第16回 祈りの島・上五島で心と胃袋の平安を満たす(長崎県)
なんて穏やかなのだろう。上五島を訪れると、そこに流れる空気がはっきりと変わったことに気が付きました。長崎港からジェットフォイルで1時間15分、長く伸びる五島列島は北東部を上五島、福江島がある南西部を下五島と呼びます。
ユネスコ世界文化遺産「長崎と天草地方の
潜伏キリシタン関連遺産」のひとつ、頭ヶ島天主堂
ご存じのように、信仰の自由を守るためにこの島に流れ着いた人々は、いまも祈りと共に生活しています。くらしと共にある教会群を見せていただき、潮風を感じつつ、島を取り囲む透明な海を眺めていると、月並みな表現ですが心が洗われるよう…。
美しい海。この海水を使った「矢堅目の塩本舗」の
天然海塩はミネラルたっぷり
とはいえ現世を生きるわたしたち。心の平安も大切ですが、胃袋の平安も大事!ですよね(わたしだけ?)。海と共にある上五島の食卓は、海の恵みに溢れているのです。
椿油を使って手延べした細いうどんを
熱々のあごだしで味わう「地獄炊き」
水揚げされるのは、主にムラサキウニとアカウニ。
やや甘めのタレによく合います
名物のひとつは、「アゴ」と呼ばれる焼いたトビウオ。これで取った出汁は絶品で、あごが外れるほどおいしいから「アゴ」と呼ばれるようになったという説があるほど。そんなアゴだしで味わうのは、島名物の五島うどん。夏にかけては、甘味が強くとろりととろけるウニが旬を迎えます。

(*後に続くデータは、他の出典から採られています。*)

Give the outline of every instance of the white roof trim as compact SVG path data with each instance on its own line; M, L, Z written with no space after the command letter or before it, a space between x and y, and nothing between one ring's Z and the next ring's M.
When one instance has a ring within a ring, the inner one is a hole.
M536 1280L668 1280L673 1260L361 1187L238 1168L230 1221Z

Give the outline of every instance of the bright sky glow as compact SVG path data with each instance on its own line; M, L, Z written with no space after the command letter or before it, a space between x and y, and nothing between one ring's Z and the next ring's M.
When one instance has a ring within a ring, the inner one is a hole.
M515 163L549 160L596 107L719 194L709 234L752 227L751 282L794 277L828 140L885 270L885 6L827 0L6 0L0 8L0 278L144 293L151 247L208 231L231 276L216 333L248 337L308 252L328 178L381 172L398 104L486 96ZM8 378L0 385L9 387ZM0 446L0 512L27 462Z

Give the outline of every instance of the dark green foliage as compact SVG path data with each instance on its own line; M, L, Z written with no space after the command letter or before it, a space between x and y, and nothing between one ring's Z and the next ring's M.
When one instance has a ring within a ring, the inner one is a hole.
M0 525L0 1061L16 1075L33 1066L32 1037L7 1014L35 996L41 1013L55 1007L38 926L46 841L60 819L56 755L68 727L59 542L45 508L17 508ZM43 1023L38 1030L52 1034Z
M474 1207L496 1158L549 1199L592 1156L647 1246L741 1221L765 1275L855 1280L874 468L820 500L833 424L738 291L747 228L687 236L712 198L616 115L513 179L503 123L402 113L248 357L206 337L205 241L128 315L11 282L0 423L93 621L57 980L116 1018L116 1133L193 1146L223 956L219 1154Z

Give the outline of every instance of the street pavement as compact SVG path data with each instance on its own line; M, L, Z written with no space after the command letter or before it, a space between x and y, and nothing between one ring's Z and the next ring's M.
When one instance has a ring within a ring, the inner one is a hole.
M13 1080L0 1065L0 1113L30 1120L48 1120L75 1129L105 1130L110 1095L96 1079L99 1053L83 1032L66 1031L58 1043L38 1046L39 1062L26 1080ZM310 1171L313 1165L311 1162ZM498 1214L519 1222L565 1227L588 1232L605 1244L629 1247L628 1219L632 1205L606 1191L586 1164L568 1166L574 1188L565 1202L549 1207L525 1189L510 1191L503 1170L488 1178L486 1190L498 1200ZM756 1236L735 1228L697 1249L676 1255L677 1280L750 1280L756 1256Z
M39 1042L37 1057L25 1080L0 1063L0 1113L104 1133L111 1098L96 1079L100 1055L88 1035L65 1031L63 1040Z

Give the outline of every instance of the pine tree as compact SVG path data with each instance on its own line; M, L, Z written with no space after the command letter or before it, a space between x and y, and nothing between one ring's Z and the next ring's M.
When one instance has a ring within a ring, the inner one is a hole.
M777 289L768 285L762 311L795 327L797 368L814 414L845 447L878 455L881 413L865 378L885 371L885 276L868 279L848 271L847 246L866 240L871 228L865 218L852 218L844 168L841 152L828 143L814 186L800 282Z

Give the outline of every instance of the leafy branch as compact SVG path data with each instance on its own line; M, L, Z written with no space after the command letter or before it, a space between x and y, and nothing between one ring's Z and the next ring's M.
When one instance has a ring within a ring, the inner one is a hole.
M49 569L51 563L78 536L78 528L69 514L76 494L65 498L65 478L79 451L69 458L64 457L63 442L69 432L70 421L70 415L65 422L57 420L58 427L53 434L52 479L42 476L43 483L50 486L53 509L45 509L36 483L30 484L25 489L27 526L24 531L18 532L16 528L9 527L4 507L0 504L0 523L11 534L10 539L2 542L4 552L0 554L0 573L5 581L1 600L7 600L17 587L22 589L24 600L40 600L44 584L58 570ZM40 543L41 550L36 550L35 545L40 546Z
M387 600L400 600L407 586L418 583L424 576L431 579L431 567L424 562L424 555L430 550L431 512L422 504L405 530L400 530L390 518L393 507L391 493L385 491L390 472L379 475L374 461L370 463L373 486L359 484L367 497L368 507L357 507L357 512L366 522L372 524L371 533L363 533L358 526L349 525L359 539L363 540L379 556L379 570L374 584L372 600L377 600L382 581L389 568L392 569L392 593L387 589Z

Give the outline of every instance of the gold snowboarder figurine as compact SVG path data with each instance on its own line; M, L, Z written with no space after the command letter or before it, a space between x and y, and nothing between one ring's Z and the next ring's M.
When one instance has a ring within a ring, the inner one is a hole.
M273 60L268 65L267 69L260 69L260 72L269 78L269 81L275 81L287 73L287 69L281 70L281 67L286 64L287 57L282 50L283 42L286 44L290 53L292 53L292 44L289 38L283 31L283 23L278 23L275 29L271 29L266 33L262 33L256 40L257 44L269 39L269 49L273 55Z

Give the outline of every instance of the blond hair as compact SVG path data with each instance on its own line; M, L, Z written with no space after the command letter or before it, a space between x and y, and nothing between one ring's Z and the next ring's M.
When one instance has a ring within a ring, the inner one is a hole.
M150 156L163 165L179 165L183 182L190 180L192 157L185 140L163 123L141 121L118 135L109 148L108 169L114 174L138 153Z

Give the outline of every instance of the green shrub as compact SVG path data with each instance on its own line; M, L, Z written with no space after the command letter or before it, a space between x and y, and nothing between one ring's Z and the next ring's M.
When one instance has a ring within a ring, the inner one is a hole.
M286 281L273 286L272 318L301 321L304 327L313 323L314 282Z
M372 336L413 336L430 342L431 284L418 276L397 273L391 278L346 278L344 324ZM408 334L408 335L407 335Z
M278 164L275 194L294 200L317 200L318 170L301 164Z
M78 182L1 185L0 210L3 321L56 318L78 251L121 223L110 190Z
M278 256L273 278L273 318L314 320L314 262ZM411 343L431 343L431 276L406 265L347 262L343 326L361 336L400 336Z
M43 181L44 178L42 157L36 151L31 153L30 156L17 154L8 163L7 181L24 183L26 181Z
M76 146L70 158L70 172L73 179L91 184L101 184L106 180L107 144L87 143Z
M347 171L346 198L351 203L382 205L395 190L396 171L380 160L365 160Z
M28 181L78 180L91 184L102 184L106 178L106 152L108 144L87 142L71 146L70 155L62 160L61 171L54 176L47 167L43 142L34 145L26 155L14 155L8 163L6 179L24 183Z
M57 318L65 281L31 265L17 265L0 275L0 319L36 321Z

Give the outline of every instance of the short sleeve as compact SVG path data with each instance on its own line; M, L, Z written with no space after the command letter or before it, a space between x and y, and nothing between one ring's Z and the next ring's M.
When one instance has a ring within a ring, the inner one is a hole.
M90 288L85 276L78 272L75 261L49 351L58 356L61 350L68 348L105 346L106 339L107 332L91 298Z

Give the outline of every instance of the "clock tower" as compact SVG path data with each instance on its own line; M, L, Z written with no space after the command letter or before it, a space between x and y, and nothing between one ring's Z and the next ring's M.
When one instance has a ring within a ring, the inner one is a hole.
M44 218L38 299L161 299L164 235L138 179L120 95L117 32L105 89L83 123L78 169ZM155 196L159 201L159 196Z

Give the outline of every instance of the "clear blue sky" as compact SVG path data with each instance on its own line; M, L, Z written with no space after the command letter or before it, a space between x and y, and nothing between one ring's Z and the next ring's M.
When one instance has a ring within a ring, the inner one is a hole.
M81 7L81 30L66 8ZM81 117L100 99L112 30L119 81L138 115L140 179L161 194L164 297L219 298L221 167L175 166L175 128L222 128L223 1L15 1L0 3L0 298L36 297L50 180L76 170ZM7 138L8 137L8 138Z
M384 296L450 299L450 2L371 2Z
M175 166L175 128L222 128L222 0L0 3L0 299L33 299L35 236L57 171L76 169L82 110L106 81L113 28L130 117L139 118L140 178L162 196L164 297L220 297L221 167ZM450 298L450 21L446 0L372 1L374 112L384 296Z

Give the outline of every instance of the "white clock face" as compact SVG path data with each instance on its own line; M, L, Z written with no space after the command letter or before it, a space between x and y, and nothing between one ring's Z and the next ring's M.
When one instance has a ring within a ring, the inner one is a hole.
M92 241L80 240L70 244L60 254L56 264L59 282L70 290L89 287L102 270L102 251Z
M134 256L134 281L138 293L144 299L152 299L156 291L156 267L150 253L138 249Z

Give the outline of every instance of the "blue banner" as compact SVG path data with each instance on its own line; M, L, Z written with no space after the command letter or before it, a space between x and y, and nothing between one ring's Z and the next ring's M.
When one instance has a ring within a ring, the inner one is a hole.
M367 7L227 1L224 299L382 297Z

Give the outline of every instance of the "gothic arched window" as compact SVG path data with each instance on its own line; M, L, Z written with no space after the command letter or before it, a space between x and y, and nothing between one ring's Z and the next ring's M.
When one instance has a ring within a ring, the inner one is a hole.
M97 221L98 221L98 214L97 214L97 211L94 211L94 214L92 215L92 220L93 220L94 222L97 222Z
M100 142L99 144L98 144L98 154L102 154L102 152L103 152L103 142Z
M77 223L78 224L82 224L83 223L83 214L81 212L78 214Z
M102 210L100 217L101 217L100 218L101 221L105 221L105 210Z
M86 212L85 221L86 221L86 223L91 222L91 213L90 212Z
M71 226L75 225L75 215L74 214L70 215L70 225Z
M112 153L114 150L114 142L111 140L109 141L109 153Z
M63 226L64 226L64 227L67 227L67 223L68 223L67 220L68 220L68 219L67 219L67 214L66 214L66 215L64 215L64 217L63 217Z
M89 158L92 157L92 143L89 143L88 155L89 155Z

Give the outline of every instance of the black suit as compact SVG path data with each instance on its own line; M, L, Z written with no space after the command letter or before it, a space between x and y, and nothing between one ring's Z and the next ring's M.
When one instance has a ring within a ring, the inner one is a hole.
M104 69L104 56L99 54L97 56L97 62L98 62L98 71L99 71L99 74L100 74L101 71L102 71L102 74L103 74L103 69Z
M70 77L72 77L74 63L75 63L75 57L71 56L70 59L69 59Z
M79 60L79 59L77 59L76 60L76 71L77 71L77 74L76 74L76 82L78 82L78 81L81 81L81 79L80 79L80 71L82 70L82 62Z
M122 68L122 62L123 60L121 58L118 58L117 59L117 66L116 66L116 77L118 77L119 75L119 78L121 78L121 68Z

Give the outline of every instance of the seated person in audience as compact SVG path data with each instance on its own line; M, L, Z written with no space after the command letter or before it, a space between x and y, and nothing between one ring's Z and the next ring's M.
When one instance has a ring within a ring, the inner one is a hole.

伝統食として試してみたいのはクジラ。周辺の海は、かつてはクジラが多く、地元の人にとって身近な食材だったとか。
クジラの部位食べ比べ。
五島灘沖で養殖されている「金太郎マグロ」もぜひ
離島の旅は楽しく、ローカルフードや移住者がやっているカジュアルなカフェは充実しているけれど、ワインがちょっとね。そんな“お酒至上主義”なわたしが上五島推しになった理由は、リゾートホテル「マルゲリータ」があるから。メインダイニング「海と空の十字路」では、信頼できる高い技術で島の食材を調理した「島イタリアン」と、それに合わせて選ばれたワインのマリアージュを楽しめます。
「海と空の十字路」の料理は野菜たっぷり。
気取らずに食べられるカジュアルな料理が揃っています
気軽な民宿や旅館が多い上五島で
唯一の本格リゾート「マルゲリータ」
2019年3月には、姉妹ホテル「マルゲリータ奈良尾」がオープン。いつか訪れる日が来たら、島の美味を心ゆくまで堪能したいです。